Why does such a seemingly contradictory situation occur? The answer lies in differences in statistical methods. Non-farm employment counts the number of new jobs added by companies, including short-term part-time work, and one person can hold multiple jobs simultaneously. Conversely, the unemployment rate measures the number of unemployed individuals.

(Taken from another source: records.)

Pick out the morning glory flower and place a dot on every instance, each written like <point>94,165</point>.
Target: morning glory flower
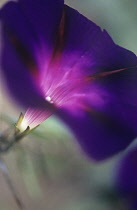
<point>56,61</point>
<point>126,181</point>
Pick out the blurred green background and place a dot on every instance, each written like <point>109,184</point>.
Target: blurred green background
<point>47,169</point>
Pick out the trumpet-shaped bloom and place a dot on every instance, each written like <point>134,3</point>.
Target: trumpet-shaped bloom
<point>55,60</point>
<point>127,178</point>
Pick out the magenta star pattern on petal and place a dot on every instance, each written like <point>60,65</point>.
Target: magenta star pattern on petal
<point>57,61</point>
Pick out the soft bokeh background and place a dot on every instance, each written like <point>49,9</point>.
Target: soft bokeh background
<point>47,169</point>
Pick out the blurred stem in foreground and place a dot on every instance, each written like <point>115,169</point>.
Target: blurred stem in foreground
<point>7,178</point>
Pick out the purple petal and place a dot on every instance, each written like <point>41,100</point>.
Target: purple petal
<point>106,121</point>
<point>88,49</point>
<point>22,25</point>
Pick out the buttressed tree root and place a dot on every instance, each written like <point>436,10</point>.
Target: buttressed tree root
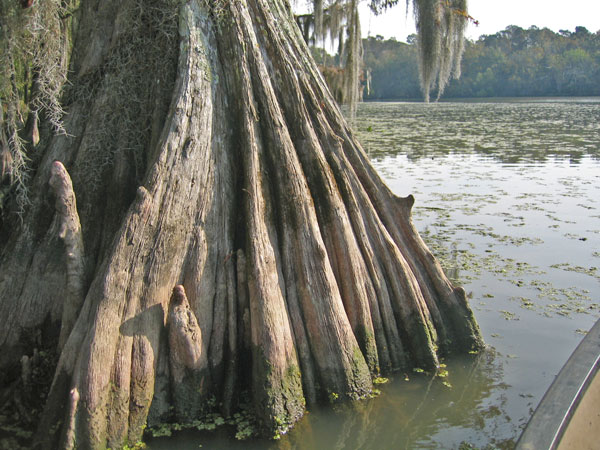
<point>242,243</point>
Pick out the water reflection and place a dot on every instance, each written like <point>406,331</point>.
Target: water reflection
<point>415,410</point>
<point>507,198</point>
<point>524,131</point>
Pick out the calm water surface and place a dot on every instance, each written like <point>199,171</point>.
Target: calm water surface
<point>507,196</point>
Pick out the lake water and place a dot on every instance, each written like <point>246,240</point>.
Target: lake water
<point>508,197</point>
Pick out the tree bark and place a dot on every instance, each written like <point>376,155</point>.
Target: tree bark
<point>236,236</point>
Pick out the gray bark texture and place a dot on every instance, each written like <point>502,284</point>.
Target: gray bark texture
<point>236,237</point>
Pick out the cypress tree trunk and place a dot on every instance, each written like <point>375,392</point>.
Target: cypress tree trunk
<point>210,226</point>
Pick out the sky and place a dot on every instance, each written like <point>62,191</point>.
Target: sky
<point>494,16</point>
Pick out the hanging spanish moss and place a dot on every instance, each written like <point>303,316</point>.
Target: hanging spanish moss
<point>34,48</point>
<point>440,35</point>
<point>337,21</point>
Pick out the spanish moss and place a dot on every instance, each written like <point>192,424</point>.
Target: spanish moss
<point>440,36</point>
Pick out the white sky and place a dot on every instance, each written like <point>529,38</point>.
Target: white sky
<point>493,16</point>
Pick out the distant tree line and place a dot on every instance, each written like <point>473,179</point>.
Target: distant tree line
<point>514,62</point>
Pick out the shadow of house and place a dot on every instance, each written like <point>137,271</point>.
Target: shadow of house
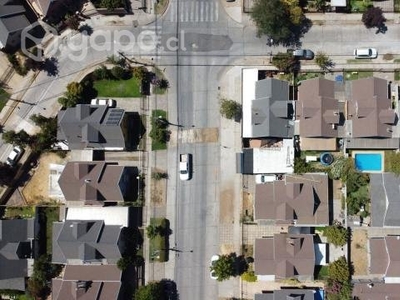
<point>13,20</point>
<point>15,252</point>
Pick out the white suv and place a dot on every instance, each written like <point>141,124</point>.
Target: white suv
<point>14,156</point>
<point>108,102</point>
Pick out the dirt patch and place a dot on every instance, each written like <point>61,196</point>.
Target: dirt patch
<point>226,206</point>
<point>359,256</point>
<point>247,209</point>
<point>37,189</point>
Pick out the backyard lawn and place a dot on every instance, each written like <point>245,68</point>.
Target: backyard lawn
<point>118,88</point>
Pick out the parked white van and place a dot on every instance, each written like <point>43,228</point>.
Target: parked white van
<point>365,53</point>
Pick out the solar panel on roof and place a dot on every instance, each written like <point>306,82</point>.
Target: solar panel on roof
<point>114,117</point>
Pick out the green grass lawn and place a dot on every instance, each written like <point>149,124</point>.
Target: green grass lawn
<point>158,246</point>
<point>4,96</point>
<point>23,212</point>
<point>156,145</point>
<point>357,75</point>
<point>118,88</point>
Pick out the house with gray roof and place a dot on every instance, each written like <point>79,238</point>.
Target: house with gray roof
<point>16,237</point>
<point>285,256</point>
<point>270,113</point>
<point>289,294</point>
<point>92,127</point>
<point>12,21</point>
<point>385,258</point>
<point>95,183</point>
<point>369,109</point>
<point>92,282</point>
<point>78,242</point>
<point>302,200</point>
<point>317,109</point>
<point>385,201</point>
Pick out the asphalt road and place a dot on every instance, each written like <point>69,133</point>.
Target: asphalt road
<point>209,42</point>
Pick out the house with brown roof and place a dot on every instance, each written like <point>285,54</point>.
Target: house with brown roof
<point>285,256</point>
<point>369,110</point>
<point>299,200</point>
<point>95,183</point>
<point>376,291</point>
<point>385,258</point>
<point>13,20</point>
<point>92,127</point>
<point>317,109</point>
<point>92,282</point>
<point>270,112</point>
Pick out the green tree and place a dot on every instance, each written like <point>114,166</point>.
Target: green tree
<point>73,95</point>
<point>323,61</point>
<point>102,73</point>
<point>249,276</point>
<point>124,262</point>
<point>285,62</point>
<point>230,109</point>
<point>277,19</point>
<point>301,166</point>
<point>336,235</point>
<point>73,22</point>
<point>373,17</point>
<point>151,291</point>
<point>152,231</point>
<point>20,138</point>
<point>339,270</point>
<point>224,267</point>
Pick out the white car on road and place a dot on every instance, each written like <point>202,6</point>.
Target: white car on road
<point>214,258</point>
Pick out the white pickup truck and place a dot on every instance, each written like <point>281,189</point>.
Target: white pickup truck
<point>185,171</point>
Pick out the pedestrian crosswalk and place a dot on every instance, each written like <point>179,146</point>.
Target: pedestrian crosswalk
<point>193,11</point>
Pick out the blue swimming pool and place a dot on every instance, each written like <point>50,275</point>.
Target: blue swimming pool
<point>368,162</point>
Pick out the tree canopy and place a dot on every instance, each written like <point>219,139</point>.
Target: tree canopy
<point>336,235</point>
<point>339,270</point>
<point>151,291</point>
<point>280,20</point>
<point>373,17</point>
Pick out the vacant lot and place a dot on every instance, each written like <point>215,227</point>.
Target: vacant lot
<point>359,255</point>
<point>118,88</point>
<point>37,189</point>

When the job market begins to improve, people who had previously exited the workforce may return to seek employment, which can actually push up the unemployment rate.

**Federal Reserve's December Rate Cut Faces Dilemma**

This "complex signal" directly impacts market expectations for the Federal Reserve's December policy. According to CME's "Fed Watch" data, the probability of a 25 bps rate cut in December is only 35.6%, while the chance of holding rates steady is as high as 64.4%. Polymarket's predictions are similar, with a 65% bet against a rate cut.

Among analysts, the voice supporting "pause" in rate hikes is dominant. Morgan Stanley believes that strong employment data dispels the need for a rate cut, expecting the Fed to only consider easing in January, April, and June next year. B. Riley Wealth points out that the delayed release of the September non-farm data means the next set of data will only come after the December Fed decision, leaving policymakers in a data vacuum. Canadian Imperial Bank of Commerce (CIBC) suggests that the most prudent choice for the Fed might be to pause and wait for more complete data before making a decision.

However, some institutions remain optimistic about a rate cut in December. Goldman Sachs' fixed income head emphasized that rising unemployment indicates a weakening labor market, providing sufficient reason for a rate cut. Woori Bank analyst Sarah House also advocates for a 25 bps cut, as inflation is easing, though she admits this decision is "50-50."

**Investor Sentiment Has Collapsed**

Even more concerning is that the Crypto fear and greed index has fallen to 11, hitting a new low in 2023. In a market heavily betting on rate cuts, any ambiguous signals can trigger panic selling.

It is worth noting that before the Fed makes its December decision, the September non-farm report is currently the only macroeconomic indicator available. The next non-farm data will only be released after December, meaning the decision-making process for over a month will be entirely based on guesswork.

Currently, the market's plunge is more driven by emotion than deteriorating fundamentals. But this also serves as a reminder to investors that when uncertainty shrouds the market, exercising caution is far more important than blindly chasing bottoms.